Bekas Luka

Papp Tedd
Chapter #12

Dua Belas

Sabtu, 24 Desember 2022

 

Kami menikmati malam di sebuah tempat makan lesehan. Berlokasi di Punclut, pemandangan yang disajikan benar-benar memanjakan mata. Namun, bagi yang tak tahan cuaca dingin harus membawa mantel tambahan atau bernasib seperti Naufan saat ini. Pria itu menggigil akibat hawa di puncak gunung.

 

Aku sengaja mengajaknya kemari sebab bosan dengan hiruk-pikuk suasana kota. Di wilayah ini, sangat sejuk, tenang, dan damai.

 

"Hana, ada yang ingin aku katakan," ujarnya sembari menggeretakkan gigi.

 

"Mas, nanti aja atuh ngobrolnya kalo dingin. Mau teh hangat?" tawarku.

 

"Nggak Hana ini penting." Naufan menstabilkan tubuhnya untuk melawan rasa dingin.

 

Pria itu berpikir saat kemarin mengajakku jalan di malam minggu, dia akan kubawa ke suatu tempat yang indah. Naufan ingin aku menentukan lokasi untuk kami menghabiskan waktu berdua. Tak disangka olehnya akan ada di sini dan melawan rasa dingin.

 

Aku hendak makan, tetapi Naufan memegang tanganku. Dia ingin aku mendengarkan apa yang akan disampaikan olehnya.

 

"Hana, sejak pertama bertemu kamu di kedai minuman, hati saya merasakan sesuatu. Kemudian, saat kamu berdebat dengan Tryan saya pikir, 'oh, mungkin dia sudah memiliki kekasih.' Tapi, secercah harapan itu datang lagi saat kamu menjelaskan siapa pria itu," katanya.

 

"Lalu?" Naufan masih menggenggam tanganku.

 

"Hana, sejak Tryan pergi dan kamu mengalami ketakutan, takut kehilangannya. Jujur saja, saya ingin berkata, 'ada aku di sini yang nggak akan pernah pergi.' Mungkin, ini terkesan buru-buru. Tapi, saya nggak bisa nunggu lagi." Naufan menunduk.

 

"Hana, saya ingin menikahimu. Maukah kamu menerima lamaran saya?"

 

Sorot matanya tampak memiliki makna. Tak kuduga Naufan mengatakan hal itu. Aku kira dia ingin kami berpacaran, tetapi justru lebih dari itu. Andai Bapak dan Ibu tahu, betapa senangnya mereka malam ini.

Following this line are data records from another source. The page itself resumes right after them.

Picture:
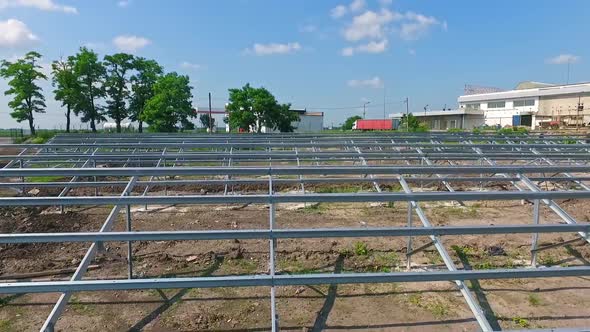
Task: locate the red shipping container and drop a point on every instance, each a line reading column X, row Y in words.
column 374, row 125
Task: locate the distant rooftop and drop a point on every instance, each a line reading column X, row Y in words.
column 532, row 85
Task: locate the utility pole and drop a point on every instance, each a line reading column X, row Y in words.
column 210, row 116
column 365, row 109
column 384, row 111
column 568, row 71
column 579, row 119
column 407, row 114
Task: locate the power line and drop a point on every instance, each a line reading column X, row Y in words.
column 356, row 107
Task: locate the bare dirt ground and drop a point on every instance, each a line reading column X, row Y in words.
column 509, row 304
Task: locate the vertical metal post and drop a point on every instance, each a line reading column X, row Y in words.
column 409, row 246
column 129, row 248
column 272, row 245
column 535, row 235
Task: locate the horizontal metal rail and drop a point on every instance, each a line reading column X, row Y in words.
column 289, row 170
column 285, row 181
column 285, row 280
column 287, row 233
column 294, row 198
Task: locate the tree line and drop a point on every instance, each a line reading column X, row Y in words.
column 120, row 86
column 123, row 86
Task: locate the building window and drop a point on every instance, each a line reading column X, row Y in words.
column 524, row 102
column 436, row 124
column 497, row 104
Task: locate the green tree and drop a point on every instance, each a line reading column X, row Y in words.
column 28, row 98
column 412, row 124
column 204, row 118
column 256, row 107
column 67, row 89
column 284, row 119
column 171, row 105
column 90, row 73
column 349, row 123
column 142, row 86
column 117, row 80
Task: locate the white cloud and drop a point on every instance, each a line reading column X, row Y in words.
column 563, row 59
column 375, row 83
column 341, row 10
column 274, row 48
column 417, row 25
column 370, row 25
column 47, row 5
column 338, row 11
column 131, row 44
column 357, row 5
column 14, row 33
column 190, row 66
column 95, row 46
column 372, row 47
column 309, row 28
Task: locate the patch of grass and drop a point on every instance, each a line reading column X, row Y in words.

Namun, keceriaan itu tak berlaku bagiku.

 

Ungkapan yang terucap dari mulut Naufan membuat luka lama kembali. Dalam lubuk hatiku terdalam ingin kupeluk tubuhnya dan membisikkan satu kata di telinganya. Akan tetapi tak semudah itu. Bagaimana jika dia tak hadir di pesta pernikahan kami layaknya Dimas.

 

Sanggupkah aku mengalami kegagalan untuk kedua kalinya. Naufan, seandainya kami bertemu lebih awal. Aku tidak perlu mengenal Dimas ... Tryan. Argh!